11:00 Uhr – 12:00 Uhr

By Eike Hermann Müller, Department of Mathematical Sciences, University of Bath, UK

Including electrostatics in (kinetic) Monte Carlo simulations of interacting particles is challenging due to the long-range nature of the Coulomb potential. As a result, the computational complexity grows rapidly with N, the number of particles in the system. While the Fast Multipole Method (FMM) allows the computation of electrostatic interactions for a fixed configuration in O(N) time, a full sweep over all particles in a (kinetic) Monte Carlo update is still too expensive if FMM is applied naively.
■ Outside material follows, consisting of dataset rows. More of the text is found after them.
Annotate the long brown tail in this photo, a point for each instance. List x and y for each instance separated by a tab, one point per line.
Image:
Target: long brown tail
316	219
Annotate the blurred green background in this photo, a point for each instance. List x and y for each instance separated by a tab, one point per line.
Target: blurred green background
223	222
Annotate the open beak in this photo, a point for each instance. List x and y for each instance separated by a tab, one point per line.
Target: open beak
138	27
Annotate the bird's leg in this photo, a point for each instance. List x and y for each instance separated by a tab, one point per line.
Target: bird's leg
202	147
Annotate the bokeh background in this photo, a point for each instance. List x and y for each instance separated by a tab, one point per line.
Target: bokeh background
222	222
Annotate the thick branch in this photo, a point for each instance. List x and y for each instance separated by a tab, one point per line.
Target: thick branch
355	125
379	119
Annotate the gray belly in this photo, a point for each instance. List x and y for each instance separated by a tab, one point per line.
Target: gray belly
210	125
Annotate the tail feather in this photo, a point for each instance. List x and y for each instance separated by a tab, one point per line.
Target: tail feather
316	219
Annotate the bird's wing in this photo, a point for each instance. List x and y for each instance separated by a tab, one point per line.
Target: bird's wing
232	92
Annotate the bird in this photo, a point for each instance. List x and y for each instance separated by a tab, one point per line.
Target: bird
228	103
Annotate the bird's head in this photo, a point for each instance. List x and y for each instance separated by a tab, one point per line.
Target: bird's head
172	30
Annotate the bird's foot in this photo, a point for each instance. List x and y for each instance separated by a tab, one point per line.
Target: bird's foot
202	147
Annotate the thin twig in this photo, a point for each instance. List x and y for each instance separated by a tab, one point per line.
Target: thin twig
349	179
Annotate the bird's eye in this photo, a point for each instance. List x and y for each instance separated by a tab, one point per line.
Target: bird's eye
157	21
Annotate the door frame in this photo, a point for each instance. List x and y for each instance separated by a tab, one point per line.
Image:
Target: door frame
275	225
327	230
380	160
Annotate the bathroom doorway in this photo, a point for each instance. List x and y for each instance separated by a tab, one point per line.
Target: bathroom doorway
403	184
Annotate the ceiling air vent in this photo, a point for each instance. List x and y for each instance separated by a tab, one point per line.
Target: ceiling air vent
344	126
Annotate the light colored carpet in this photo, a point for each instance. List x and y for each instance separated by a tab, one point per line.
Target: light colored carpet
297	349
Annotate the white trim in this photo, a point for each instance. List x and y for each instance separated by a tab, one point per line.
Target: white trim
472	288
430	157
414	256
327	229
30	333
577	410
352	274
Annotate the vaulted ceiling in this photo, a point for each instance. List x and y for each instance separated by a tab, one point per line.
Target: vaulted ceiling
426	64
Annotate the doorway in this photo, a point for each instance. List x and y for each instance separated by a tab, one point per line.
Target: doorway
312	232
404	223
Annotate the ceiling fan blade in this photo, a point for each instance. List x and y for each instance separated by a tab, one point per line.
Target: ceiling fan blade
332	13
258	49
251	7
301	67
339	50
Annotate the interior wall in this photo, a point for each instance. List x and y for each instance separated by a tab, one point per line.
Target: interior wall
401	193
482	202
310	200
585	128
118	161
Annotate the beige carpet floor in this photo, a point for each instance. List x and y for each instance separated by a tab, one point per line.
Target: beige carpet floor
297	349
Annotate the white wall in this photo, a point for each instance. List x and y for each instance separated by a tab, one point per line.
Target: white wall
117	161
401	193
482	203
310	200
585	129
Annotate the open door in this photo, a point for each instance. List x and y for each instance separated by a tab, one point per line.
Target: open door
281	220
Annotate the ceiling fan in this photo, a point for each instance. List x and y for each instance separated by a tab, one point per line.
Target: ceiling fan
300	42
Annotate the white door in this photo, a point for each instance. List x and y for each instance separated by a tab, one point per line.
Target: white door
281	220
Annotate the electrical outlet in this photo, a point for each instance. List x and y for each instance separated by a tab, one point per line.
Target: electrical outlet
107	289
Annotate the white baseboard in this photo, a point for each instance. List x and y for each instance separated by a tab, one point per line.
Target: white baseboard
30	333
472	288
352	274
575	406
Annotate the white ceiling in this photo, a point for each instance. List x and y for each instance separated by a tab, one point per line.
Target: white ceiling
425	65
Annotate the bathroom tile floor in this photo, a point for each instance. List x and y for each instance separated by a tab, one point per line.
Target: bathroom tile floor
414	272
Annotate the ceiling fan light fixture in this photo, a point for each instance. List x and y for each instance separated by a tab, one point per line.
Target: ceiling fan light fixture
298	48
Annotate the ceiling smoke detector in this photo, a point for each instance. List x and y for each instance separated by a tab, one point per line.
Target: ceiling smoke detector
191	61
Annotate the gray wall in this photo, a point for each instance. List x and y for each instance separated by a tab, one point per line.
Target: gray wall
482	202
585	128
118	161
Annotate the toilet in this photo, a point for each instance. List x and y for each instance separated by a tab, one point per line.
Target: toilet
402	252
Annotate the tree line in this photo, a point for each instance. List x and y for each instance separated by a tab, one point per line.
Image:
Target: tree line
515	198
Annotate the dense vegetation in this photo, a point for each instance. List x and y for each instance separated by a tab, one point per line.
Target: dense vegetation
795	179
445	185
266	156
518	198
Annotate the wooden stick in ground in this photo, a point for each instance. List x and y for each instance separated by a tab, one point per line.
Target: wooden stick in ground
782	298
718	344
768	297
To overcome this issue, we developed modified versions of FMM which require only O(1) computations per particle hop in kinetic Monte Carlo or O(log(N)) operations for a single-particle move in standard Monte Carlo. The algorithms are implemented in a new performance portable Python framework for molecular simulations. Our framework provides an abstraction for typical operations such as loops over all particle pairs, which are orchestrated by control flow in Python. While this allows the easy implementation of simulation algorithms in a high-level language, under the hood code generation guarantees the efficient execution on different parallel computer architectures.


Short CV:

Eike Mueller is an Associate Professor (Senior Lecturer) for Scientific Computing in the Department of Mathematical Sciences at the University of Bath (UK). Originally trained as a physicist, Eike has worked on the development and implementation of efficient numerical algorithms to tackle challenging problems in science and engineering. His work on new multigrid solvers for partial differential equations in atmospheric fluid dynamics has led to significant impact by improving the performance of the UK’s operational climate- and weather forecast model. More generally, Eike’s research focuses on the development of fast, parallel algorithms in interdisciplinary contexts. While collaborating with meteorologists, chemists and physicists, Eike has worked on the application of multilevel methods to predict the spread of atmospheric pollutants, to simulate path integrals in quantum mechanics and to accelerate (kinetic) Monte Carlo simulations. In addition to the design of new numerical methods, Eike is also interested in their efficient implementation, performance portability and sustainable software engineering.
Before joining the University of Bath as a PostDoc in 2011, Eike completed a PhD in computational particle physics in Edinburgh (2009) and worked as a scientist at the UK Meteorological Office (2009-2011).